Pojawia się coraz więcej szczegółów dotyczących wtorkowego incydentu, w który zamieszana była Naomi Campbell. Przypomnijmy, że nowojorska policja poszukiwała modelki po tym, jak ta pobiła swojego kierowcę. Jak wiadomo, Brytyjkę bardzo łatwo wytrącić z równowagi. Możliwe, że tym razem powód jej napadu szału był poważniejszy...
27-letni kierowca limuzyny, Miodrag Mejdina, miał przewieźć modelkę z hotelu Mandarin Oriental na sesję zdjęciową do studia fotograficznego w Queens.

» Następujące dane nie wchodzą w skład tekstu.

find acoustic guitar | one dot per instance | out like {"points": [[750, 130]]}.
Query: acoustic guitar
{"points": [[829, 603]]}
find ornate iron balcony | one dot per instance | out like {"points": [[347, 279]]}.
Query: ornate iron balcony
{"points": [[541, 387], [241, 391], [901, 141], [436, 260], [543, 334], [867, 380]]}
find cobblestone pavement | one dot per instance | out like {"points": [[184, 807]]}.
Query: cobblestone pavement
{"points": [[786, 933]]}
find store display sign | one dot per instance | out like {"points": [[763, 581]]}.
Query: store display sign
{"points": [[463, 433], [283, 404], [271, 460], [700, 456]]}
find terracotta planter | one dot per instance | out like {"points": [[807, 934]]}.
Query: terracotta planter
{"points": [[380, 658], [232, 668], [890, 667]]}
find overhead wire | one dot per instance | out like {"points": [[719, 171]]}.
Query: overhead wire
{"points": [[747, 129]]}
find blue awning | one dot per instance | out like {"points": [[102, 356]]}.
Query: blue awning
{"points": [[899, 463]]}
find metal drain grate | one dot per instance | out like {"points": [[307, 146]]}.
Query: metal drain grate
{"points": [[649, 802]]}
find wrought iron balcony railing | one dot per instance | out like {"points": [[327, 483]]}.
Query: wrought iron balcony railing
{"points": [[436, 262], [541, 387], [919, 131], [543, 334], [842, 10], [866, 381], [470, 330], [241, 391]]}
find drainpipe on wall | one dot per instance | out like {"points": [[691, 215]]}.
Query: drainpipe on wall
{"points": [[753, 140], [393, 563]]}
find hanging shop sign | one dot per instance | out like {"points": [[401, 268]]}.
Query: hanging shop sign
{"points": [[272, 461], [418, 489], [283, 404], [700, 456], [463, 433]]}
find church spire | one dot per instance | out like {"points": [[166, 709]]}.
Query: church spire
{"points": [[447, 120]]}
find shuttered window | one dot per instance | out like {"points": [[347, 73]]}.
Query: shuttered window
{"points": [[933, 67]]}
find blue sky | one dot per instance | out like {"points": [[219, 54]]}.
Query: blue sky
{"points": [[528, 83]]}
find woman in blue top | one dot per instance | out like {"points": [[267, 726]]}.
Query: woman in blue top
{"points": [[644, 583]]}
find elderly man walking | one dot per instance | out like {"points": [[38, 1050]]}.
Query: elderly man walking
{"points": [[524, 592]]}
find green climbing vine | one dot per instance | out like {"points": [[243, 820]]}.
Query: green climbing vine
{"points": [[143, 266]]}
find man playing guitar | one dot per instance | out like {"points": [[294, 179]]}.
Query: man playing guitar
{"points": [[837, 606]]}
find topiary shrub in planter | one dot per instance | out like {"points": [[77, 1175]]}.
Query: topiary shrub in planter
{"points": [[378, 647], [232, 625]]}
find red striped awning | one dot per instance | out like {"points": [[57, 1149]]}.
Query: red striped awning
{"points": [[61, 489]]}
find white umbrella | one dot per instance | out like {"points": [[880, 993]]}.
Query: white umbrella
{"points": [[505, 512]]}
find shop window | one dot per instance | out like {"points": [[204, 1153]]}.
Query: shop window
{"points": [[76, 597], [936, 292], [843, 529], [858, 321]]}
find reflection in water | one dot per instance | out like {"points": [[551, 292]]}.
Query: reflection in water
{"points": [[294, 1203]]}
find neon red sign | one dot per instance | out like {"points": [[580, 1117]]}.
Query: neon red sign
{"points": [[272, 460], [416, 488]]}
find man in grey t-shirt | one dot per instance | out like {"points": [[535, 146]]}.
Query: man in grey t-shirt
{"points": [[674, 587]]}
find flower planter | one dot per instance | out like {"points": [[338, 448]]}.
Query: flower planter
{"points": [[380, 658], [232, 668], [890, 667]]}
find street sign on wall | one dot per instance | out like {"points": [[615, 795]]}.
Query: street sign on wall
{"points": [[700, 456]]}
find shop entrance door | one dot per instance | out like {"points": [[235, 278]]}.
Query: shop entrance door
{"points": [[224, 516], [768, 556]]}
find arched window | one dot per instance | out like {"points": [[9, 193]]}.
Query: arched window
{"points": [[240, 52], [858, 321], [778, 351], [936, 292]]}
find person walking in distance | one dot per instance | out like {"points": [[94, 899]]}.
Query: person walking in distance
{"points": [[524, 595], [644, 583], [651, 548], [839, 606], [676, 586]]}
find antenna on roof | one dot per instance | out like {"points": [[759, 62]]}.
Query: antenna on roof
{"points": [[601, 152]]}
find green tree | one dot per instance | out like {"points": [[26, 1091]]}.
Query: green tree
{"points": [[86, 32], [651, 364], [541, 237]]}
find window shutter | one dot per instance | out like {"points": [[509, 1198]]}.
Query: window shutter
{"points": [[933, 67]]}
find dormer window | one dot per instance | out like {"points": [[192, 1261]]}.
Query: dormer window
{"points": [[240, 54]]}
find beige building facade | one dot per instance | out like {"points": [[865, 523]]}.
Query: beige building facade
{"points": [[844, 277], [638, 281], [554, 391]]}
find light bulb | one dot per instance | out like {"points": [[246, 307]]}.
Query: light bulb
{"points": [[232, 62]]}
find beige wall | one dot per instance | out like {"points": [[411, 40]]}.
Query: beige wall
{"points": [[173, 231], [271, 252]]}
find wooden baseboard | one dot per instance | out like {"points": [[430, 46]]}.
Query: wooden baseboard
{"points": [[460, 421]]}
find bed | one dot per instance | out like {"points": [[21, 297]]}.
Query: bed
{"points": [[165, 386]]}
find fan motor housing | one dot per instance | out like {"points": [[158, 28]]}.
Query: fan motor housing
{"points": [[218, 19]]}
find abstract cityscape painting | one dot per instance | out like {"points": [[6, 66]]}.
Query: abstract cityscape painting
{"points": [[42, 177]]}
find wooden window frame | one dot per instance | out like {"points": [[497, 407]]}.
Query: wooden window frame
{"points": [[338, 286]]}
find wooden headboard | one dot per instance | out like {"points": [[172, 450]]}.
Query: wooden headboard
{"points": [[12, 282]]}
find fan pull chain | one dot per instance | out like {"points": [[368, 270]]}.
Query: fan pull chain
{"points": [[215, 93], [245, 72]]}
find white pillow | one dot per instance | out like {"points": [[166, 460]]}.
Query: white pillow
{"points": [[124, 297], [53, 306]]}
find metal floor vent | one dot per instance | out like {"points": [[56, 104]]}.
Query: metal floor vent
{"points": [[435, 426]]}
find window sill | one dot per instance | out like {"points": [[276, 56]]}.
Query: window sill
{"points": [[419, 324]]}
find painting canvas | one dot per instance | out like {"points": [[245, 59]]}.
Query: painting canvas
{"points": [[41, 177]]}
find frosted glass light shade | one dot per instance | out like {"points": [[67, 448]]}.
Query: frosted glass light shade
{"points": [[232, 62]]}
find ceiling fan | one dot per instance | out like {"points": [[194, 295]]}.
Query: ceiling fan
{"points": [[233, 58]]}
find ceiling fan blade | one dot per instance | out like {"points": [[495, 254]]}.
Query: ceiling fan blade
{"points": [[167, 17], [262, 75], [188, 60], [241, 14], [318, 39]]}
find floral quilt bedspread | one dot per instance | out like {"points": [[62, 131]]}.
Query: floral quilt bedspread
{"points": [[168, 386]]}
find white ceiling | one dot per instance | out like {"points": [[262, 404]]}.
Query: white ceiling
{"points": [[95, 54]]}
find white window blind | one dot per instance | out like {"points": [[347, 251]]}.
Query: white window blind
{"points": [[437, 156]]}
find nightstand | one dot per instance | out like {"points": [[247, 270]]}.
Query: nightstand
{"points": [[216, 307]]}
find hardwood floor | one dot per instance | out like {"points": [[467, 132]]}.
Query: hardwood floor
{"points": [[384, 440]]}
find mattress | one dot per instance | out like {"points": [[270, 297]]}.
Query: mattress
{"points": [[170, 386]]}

Tuż przed mostem Queensboro Campbel zaczęła bić go w tył głowy. Mejdina przejechał jeszcze kilkaset metrów i zatrzymał się dopiero, gdy zobaczył policjanta kierującego ruchem. Spłoszona modelka natychmiast wybiegła z samochodu i zniknęła w tłumie.
New York Daily News dotarł do informatorów, którzy twierdzą, że Naomi wpadła w szał z powodu wydarzenia z zeszłego roku. Ponoć Mejdina został wtedy zatrudniony przez rosyjskiego miliardera i partnera Campbell, Władimira Doronina. Modelka nie mogła się dodzwonić do swojego chłopaka, dlatego zadzwoniła do kierowcy. Ten też nie odebrał telefonu. We wtorek przypomniała sobie tamtą sytuację i wpadła w furię, gdy Miodrag nie chciał jej odpowiedzieć, czy Doronin spał wtedy z innymi kobietami.
Kierowca zdecydował się nie wnosić żadnego oskarżenia, tak więc Naomi nie jest już poszukiwana przez policję i może wyjść z ukrycia. Myślicie, że Mejdina został opłacony przez miliardera, by o niczym nie mówił?
Swoją drogą, warto wspomnieć, że Doronin jest nadal żonaty. Czy to nie znaczy, że Naomi jest (przynajmniej "technicznie") jego kochanką, z którą zdradza swoją żonę?